Chaque jour, elle devait s’asseoir près du puits sur la grand-route et filer jusqu’à avoir les doigts qui saignent. Un jour, alors que sa quenouille était poisseuse et tachée de sang, elle se pencha au-dessus du puits pour la nettoyer, mais elle lui échappa des mains et tomba au fond du puits. En larmes, elle alla rapporter son malheur à sa marâtre, qui la réprimanda durement. Sans pitié, elle lui ordonna : « Puisque tu as laissé tomber la quenouille, va la chercher ! » La pauvre fille retourna au puits, désespérée, et dans un élan de panique, sauta dans le puits pour récupérer la quenouille.

Elle perdit connaissance en tombant, et lorsqu’elle reprit ses esprits, elle découvrit une magnifique prairie, parsemée de milliers de fleurs, baignée par un soleil radieux. Elle traversa la prairie et arriva devant un four où l’on cuisait une fournée, et voilà que de l’intérieur les pains se mirent à crier :
« Sors-nous ! Sors-nous vite ! Sinon nous allons brûler, nous sommes déjà bien cuits ! » Elle s’approcha, prit la grande pelle du four et retira un à un tous les pains jusqu’au dernier.

Continuant son chemin, elle parvint à un pommier croulant sous une abondance de pommes, et lui aussi requit son aide : « Secoue-moi ! Secoue-moi ! Toutes mes pommes sont mûres ! » Elle secoua l’arbre et les pommes tombèrent comme la pluie, elle le secoua jusqu’à ce qu’il n’en reste aucune, puis elle les rassembla soigneusement avant de poursuivre sa route.
Elle parvint à une petite maison où une vieille femme regardait par la fenêtre. Cette dernière avait des dents si longues que la jeune fille, prise de peur, voulut s’enfuir à toutes jambes. « Pourquoi es-tu effrayée, ma chère enfant ? » demanda la vieille. « Reste avec moi, et si tu t’occupes bien de la maison, tout ira bien pour toi. Surtout, tu dois bien faire mon lit et secouer l’édredon avec soin pour que les plumes s’envolent, car c’est alors qu’il neige sur le monde. Je suis Dame Hiver. »
Rassurée par le ton bienveillant et les paroles rassurantes de la vieille, la jeune fille retrouva son courage, accepta son offre et entra à son service. Elle s’appliqua à sa tâche, à la grande satisfaction de Dame Hiver, battant et secouant son édredon jusqu’à faire voler les plumes de tous côtés, légères et dansantes comme des flocons de neige.
En échange, elle menait une vie agréable : jamais un mot méchant et chaque jour, elle avait droit à des plats mijotés et rôtis.

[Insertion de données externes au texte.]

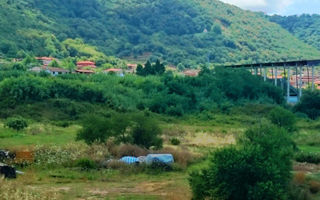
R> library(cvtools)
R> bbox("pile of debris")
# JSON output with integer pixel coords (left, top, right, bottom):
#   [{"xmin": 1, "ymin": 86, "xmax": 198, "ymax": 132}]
[
  {"xmin": 0, "ymin": 150, "xmax": 17, "ymax": 178},
  {"xmin": 119, "ymin": 154, "xmax": 174, "ymax": 165},
  {"xmin": 0, "ymin": 150, "xmax": 23, "ymax": 178}
]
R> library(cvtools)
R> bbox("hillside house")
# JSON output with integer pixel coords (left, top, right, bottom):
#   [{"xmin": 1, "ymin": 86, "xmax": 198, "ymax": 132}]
[
  {"xmin": 76, "ymin": 69, "xmax": 94, "ymax": 74},
  {"xmin": 183, "ymin": 69, "xmax": 200, "ymax": 77},
  {"xmin": 76, "ymin": 61, "xmax": 97, "ymax": 74},
  {"xmin": 126, "ymin": 63, "xmax": 138, "ymax": 74},
  {"xmin": 43, "ymin": 67, "xmax": 69, "ymax": 76},
  {"xmin": 104, "ymin": 68, "xmax": 124, "ymax": 77},
  {"xmin": 36, "ymin": 57, "xmax": 54, "ymax": 66},
  {"xmin": 29, "ymin": 66, "xmax": 70, "ymax": 76}
]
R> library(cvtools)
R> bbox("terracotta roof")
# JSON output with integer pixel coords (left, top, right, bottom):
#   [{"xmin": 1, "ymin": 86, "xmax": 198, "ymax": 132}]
[
  {"xmin": 77, "ymin": 65, "xmax": 97, "ymax": 69},
  {"xmin": 76, "ymin": 69, "xmax": 94, "ymax": 74},
  {"xmin": 46, "ymin": 67, "xmax": 69, "ymax": 73},
  {"xmin": 183, "ymin": 70, "xmax": 200, "ymax": 77},
  {"xmin": 104, "ymin": 68, "xmax": 122, "ymax": 72}
]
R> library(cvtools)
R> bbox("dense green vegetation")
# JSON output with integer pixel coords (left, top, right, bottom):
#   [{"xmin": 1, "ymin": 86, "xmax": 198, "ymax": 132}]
[
  {"xmin": 0, "ymin": 0, "xmax": 319, "ymax": 67},
  {"xmin": 295, "ymin": 90, "xmax": 320, "ymax": 119},
  {"xmin": 190, "ymin": 124, "xmax": 293, "ymax": 200},
  {"xmin": 269, "ymin": 14, "xmax": 320, "ymax": 50},
  {"xmin": 0, "ymin": 67, "xmax": 284, "ymax": 120}
]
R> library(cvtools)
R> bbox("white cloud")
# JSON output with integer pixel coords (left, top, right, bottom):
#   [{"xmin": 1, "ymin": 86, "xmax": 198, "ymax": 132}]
[{"xmin": 221, "ymin": 0, "xmax": 294, "ymax": 13}]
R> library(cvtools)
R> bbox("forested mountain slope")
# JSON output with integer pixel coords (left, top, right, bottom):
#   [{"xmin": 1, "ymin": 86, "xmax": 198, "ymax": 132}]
[
  {"xmin": 0, "ymin": 0, "xmax": 320, "ymax": 67},
  {"xmin": 270, "ymin": 14, "xmax": 320, "ymax": 50}
]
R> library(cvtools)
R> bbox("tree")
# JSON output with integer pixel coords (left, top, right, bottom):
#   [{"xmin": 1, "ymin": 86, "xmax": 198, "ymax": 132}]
[
  {"xmin": 294, "ymin": 90, "xmax": 320, "ymax": 119},
  {"xmin": 268, "ymin": 107, "xmax": 296, "ymax": 131},
  {"xmin": 12, "ymin": 63, "xmax": 27, "ymax": 71},
  {"xmin": 77, "ymin": 116, "xmax": 114, "ymax": 144},
  {"xmin": 6, "ymin": 117, "xmax": 28, "ymax": 131},
  {"xmin": 144, "ymin": 60, "xmax": 155, "ymax": 75},
  {"xmin": 49, "ymin": 60, "xmax": 60, "ymax": 67},
  {"xmin": 153, "ymin": 59, "xmax": 166, "ymax": 75},
  {"xmin": 189, "ymin": 124, "xmax": 293, "ymax": 200},
  {"xmin": 136, "ymin": 64, "xmax": 145, "ymax": 76},
  {"xmin": 131, "ymin": 115, "xmax": 162, "ymax": 149},
  {"xmin": 77, "ymin": 114, "xmax": 162, "ymax": 149}
]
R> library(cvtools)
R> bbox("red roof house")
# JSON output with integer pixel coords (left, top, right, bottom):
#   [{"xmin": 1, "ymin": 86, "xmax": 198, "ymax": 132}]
[{"xmin": 77, "ymin": 61, "xmax": 96, "ymax": 69}]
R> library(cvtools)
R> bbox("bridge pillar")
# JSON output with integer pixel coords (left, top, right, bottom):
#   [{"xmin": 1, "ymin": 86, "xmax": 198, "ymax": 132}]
[
  {"xmin": 311, "ymin": 65, "xmax": 314, "ymax": 91},
  {"xmin": 260, "ymin": 65, "xmax": 267, "ymax": 82},
  {"xmin": 284, "ymin": 65, "xmax": 291, "ymax": 102},
  {"xmin": 299, "ymin": 66, "xmax": 302, "ymax": 100},
  {"xmin": 274, "ymin": 67, "xmax": 278, "ymax": 87}
]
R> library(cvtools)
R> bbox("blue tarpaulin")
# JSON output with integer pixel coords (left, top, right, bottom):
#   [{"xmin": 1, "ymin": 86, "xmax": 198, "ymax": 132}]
[
  {"xmin": 146, "ymin": 154, "xmax": 174, "ymax": 165},
  {"xmin": 120, "ymin": 156, "xmax": 139, "ymax": 164}
]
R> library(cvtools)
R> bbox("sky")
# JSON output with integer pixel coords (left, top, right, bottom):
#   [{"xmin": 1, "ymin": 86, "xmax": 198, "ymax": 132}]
[{"xmin": 221, "ymin": 0, "xmax": 320, "ymax": 15}]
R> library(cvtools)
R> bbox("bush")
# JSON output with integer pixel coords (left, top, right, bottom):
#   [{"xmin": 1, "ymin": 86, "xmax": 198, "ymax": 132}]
[
  {"xmin": 77, "ymin": 114, "xmax": 162, "ymax": 149},
  {"xmin": 268, "ymin": 107, "xmax": 296, "ymax": 131},
  {"xmin": 170, "ymin": 138, "xmax": 181, "ymax": 145},
  {"xmin": 131, "ymin": 116, "xmax": 163, "ymax": 149},
  {"xmin": 6, "ymin": 117, "xmax": 28, "ymax": 131},
  {"xmin": 189, "ymin": 125, "xmax": 293, "ymax": 200},
  {"xmin": 77, "ymin": 116, "xmax": 114, "ymax": 144},
  {"xmin": 295, "ymin": 151, "xmax": 320, "ymax": 164},
  {"xmin": 115, "ymin": 144, "xmax": 148, "ymax": 158},
  {"xmin": 76, "ymin": 158, "xmax": 97, "ymax": 170},
  {"xmin": 309, "ymin": 181, "xmax": 320, "ymax": 194},
  {"xmin": 154, "ymin": 147, "xmax": 195, "ymax": 168}
]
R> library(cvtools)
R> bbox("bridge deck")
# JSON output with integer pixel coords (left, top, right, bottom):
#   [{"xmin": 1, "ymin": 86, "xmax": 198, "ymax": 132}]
[{"xmin": 224, "ymin": 60, "xmax": 320, "ymax": 68}]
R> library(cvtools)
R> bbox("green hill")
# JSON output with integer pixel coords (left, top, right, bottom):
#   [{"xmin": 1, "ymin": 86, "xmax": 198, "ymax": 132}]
[
  {"xmin": 0, "ymin": 0, "xmax": 320, "ymax": 67},
  {"xmin": 270, "ymin": 15, "xmax": 320, "ymax": 50}
]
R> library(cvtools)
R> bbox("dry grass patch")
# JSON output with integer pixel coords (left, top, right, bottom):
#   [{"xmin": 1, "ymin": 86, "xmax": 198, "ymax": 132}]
[
  {"xmin": 0, "ymin": 178, "xmax": 59, "ymax": 200},
  {"xmin": 185, "ymin": 132, "xmax": 236, "ymax": 147}
]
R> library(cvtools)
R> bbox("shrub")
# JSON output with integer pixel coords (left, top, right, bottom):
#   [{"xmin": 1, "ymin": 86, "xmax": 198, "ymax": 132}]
[
  {"xmin": 0, "ymin": 178, "xmax": 59, "ymax": 200},
  {"xmin": 189, "ymin": 124, "xmax": 293, "ymax": 200},
  {"xmin": 34, "ymin": 144, "xmax": 88, "ymax": 167},
  {"xmin": 76, "ymin": 158, "xmax": 97, "ymax": 170},
  {"xmin": 268, "ymin": 107, "xmax": 296, "ymax": 131},
  {"xmin": 131, "ymin": 115, "xmax": 163, "ymax": 149},
  {"xmin": 6, "ymin": 117, "xmax": 28, "ymax": 131},
  {"xmin": 155, "ymin": 147, "xmax": 198, "ymax": 168},
  {"xmin": 77, "ymin": 116, "xmax": 114, "ymax": 144},
  {"xmin": 115, "ymin": 144, "xmax": 148, "ymax": 158},
  {"xmin": 288, "ymin": 183, "xmax": 312, "ymax": 200},
  {"xmin": 295, "ymin": 151, "xmax": 320, "ymax": 164},
  {"xmin": 170, "ymin": 138, "xmax": 181, "ymax": 145}
]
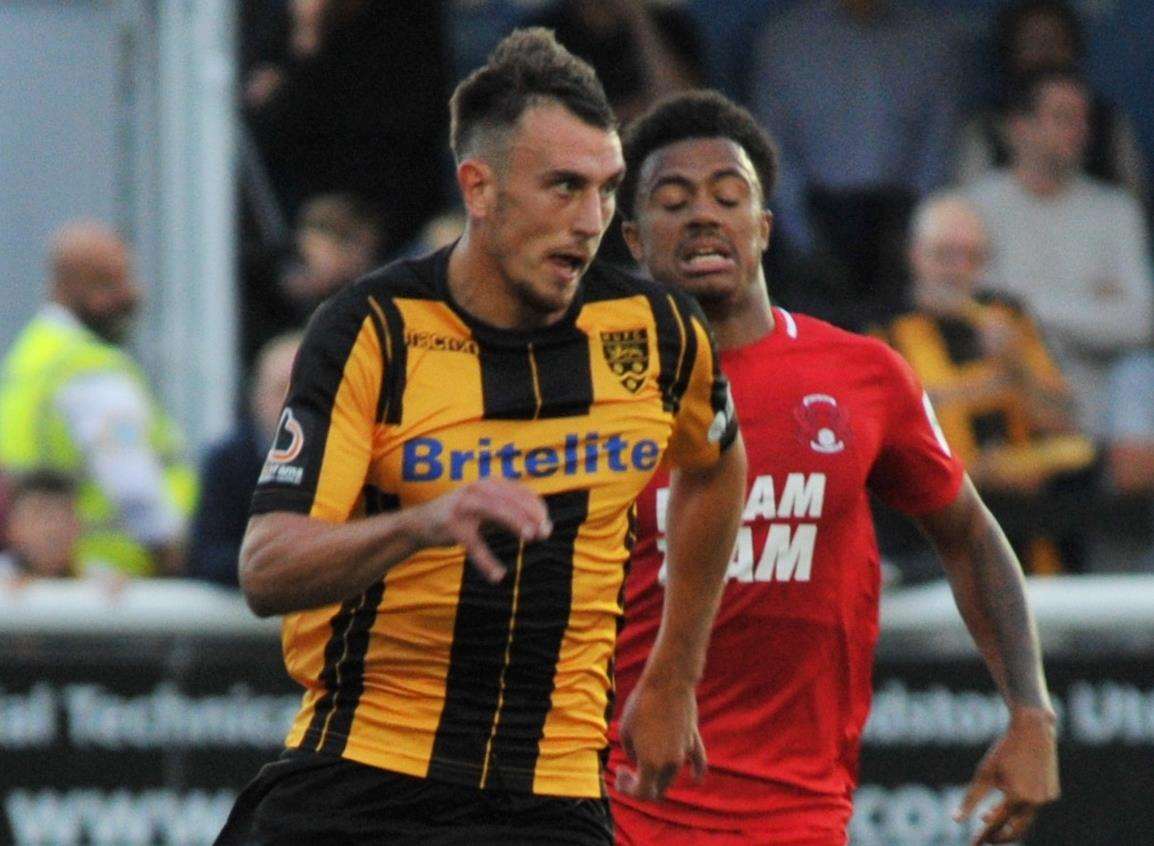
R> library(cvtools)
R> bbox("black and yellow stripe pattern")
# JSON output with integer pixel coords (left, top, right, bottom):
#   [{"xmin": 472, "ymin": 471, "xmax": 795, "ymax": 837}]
[{"xmin": 254, "ymin": 245, "xmax": 736, "ymax": 796}]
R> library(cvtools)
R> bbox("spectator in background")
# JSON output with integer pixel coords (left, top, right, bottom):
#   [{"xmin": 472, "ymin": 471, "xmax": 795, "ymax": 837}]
[
  {"xmin": 245, "ymin": 0, "xmax": 449, "ymax": 246},
  {"xmin": 243, "ymin": 194, "xmax": 383, "ymax": 362},
  {"xmin": 747, "ymin": 0, "xmax": 958, "ymax": 328},
  {"xmin": 0, "ymin": 471, "xmax": 81, "ymax": 583},
  {"xmin": 958, "ymin": 0, "xmax": 1146, "ymax": 200},
  {"xmin": 0, "ymin": 222, "xmax": 195, "ymax": 576},
  {"xmin": 966, "ymin": 70, "xmax": 1154, "ymax": 443},
  {"xmin": 188, "ymin": 332, "xmax": 300, "ymax": 587},
  {"xmin": 887, "ymin": 195, "xmax": 1095, "ymax": 572}
]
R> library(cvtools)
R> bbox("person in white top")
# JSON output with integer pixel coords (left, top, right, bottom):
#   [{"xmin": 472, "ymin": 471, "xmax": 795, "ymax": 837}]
[{"xmin": 966, "ymin": 70, "xmax": 1154, "ymax": 442}]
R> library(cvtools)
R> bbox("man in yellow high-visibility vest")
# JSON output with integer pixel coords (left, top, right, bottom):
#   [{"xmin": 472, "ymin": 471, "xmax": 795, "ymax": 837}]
[{"xmin": 0, "ymin": 222, "xmax": 195, "ymax": 576}]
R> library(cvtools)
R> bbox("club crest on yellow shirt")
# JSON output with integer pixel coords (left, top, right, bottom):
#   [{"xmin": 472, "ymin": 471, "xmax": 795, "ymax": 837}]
[{"xmin": 601, "ymin": 329, "xmax": 649, "ymax": 394}]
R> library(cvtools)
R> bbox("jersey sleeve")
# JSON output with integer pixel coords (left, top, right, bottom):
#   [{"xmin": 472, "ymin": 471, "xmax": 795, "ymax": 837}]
[
  {"xmin": 666, "ymin": 292, "xmax": 737, "ymax": 467},
  {"xmin": 252, "ymin": 291, "xmax": 385, "ymax": 523},
  {"xmin": 868, "ymin": 344, "xmax": 965, "ymax": 516}
]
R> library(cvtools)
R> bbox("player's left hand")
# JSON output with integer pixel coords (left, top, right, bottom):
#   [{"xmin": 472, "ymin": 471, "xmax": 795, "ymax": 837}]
[
  {"xmin": 954, "ymin": 708, "xmax": 1059, "ymax": 846},
  {"xmin": 616, "ymin": 677, "xmax": 705, "ymax": 801}
]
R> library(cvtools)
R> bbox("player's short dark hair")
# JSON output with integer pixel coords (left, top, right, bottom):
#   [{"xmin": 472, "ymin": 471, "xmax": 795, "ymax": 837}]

Mais après avoir passé un certain temps chez Dame Hiver, elle commença à se sentir triste, sans comprendre ce qui pesait sur son cœur ; elle comprit qu’elle souffrait du mal du pays. Elle savait qu’elle était mieux traitée ici que chez elle, mais elle n’en languissait pas moins de revoir sa maison.
« Je me languis de ma maison », confia-t-elle à Dame Hiver, « et même si je suis mieux ici, j’aimerais remonter là-haut et retrouver les miens. Je sens que je ne peux demeurer ici plus longtemps. »
« Je suis ravie que tu souhaites rentrer chez toi », déclara Dame Hiver, « et comme tu m’as servie avec fidélité, c’est moi qui te reconduirai. »
Elle saisit sa main et l’emmena devant un imposant portail, une porte majestueuse dont les battants étaient ouverts ; au moment où la jeune fille franchit le seuil, une pluie d’or tomba sur elle, dense et lumineuse, et tout l’or qui était tombé, resta sur elle, la recouvrant de la tête aux pieds, comme un long et majestueux manteau. « Voilà ce que je t’offre pour ton soin et ton application au travail » lui annonça Dame Hiver, en lui remettant également sa quenouille tombée au fond du puits.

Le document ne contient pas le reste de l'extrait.